The emergence of multi-platforms and the growth of healthcare staffing firms are also trends to watch out for.

Economy. GDP growth will likely be soft going into 2024 and 2025. Across several markets, job vacancies softened in 2023. In terms of staffing market growth projections, the forecast across North America and most European countries is also set to be “limp.” However, APAC is set for strong growth, particularly in China and India.

Overall, Finland is the most attractive staffing market, according to 2022 data.

Demographics. Nurthen added that demographics are favorable as clients will be more reliant on staffing firms and other workforce intermediaries. Furthermore, closing the gender pay gap would improve GDP and create millions more jobs.

Key trends in post-pandemic labor markets include a decline in manufacturing, AI disruption, remote work, increasing female participation, migrant restrictions, aging populations, a rise in self-employment and a rise in contingent work.

Regulation. While regulation will always have an impact on the industry, upcoming global legal trends include AI and privacy regulation, protections for platform workers, temporary staff and casual labor. Furthermore, flexible working and extension of paid leave types, DE&I legislation coverage and pay transparency law expansion are also key trends. Another thing to watch for in the ESG category is supply chain due diligence and whistleblowing.

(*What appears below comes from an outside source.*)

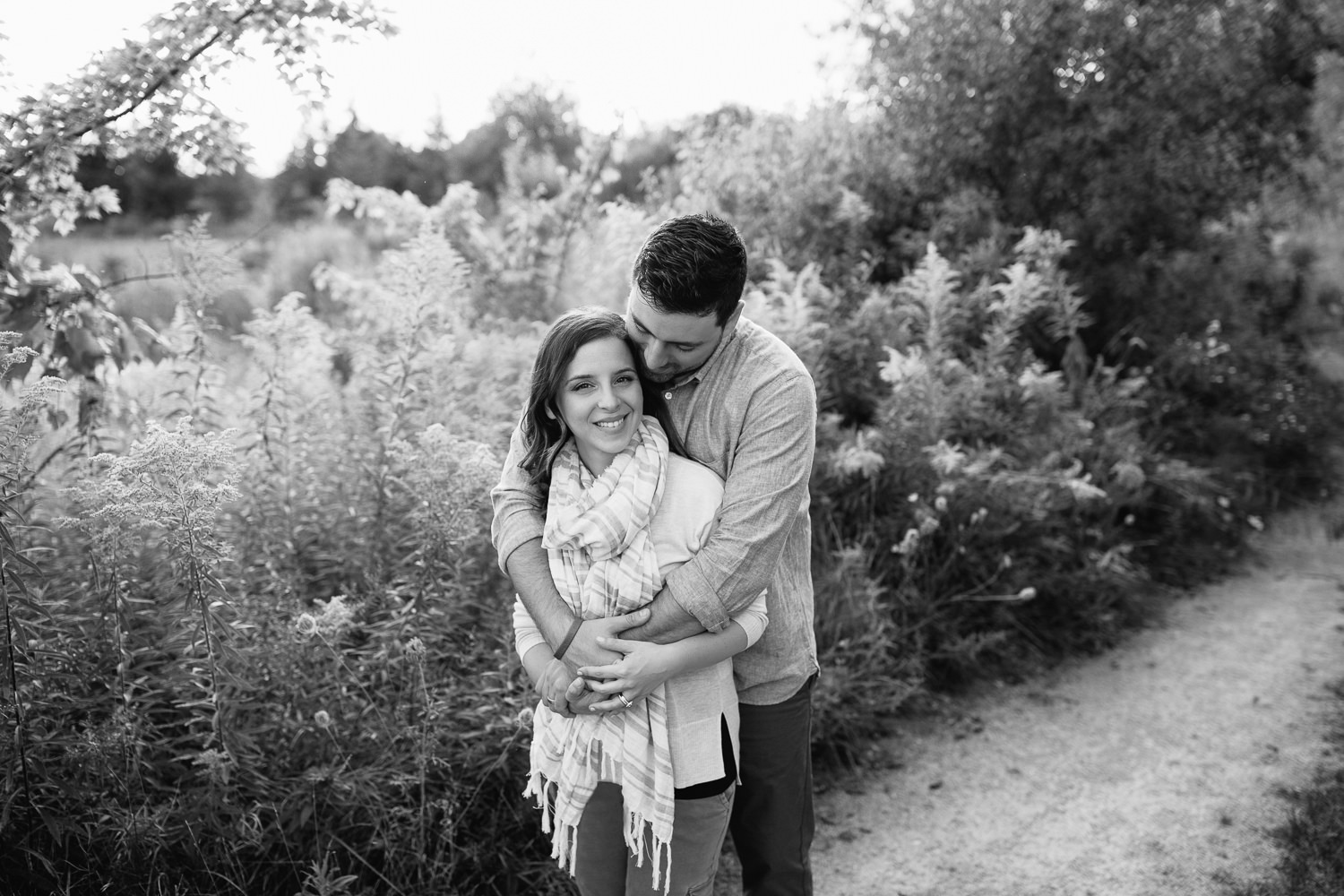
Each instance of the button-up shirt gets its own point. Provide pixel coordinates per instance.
(750, 416)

Geopolitics. Geopolitical risks include ongoing wars and elections which will have an impact on GDP and the staffing industry. There are a surprising number of important elections scheduled in 2024, including in the US, UK and European Union, the outcomes of which could have significant consequences for the global economy. In addition, experts consider energy security, cyberattacks, climate risk and US-China relations to be the biggest risk factors at the moment.

Green transition. Publicly listed staffing firms are having to step up their environmental, social and governance (ESG) reporting given regulatory requirements.

Meanwhile, although most of the world’s largest privately owned staffing firms do not have an ESG policy on their websites, a number are stepping up to disclose these issues given pressure from private investors, clients and their own employees.

Trends to keep an eye on for next year include global legal changes, AI and privacy concerns, platform worker protections, flexible working and paid leave regulations, DE&I legislation, pay transparency law expansions and ESG supply chain due diligence and whistleblowing.

Nurthen concluded that staffing firms can still be successful despite these multiple sources of turbulence and that there continue to be many different routes to success.

SIA’s Executive Forum Europe 2023 conference was held Nov. 29 and Nov. 30 in London.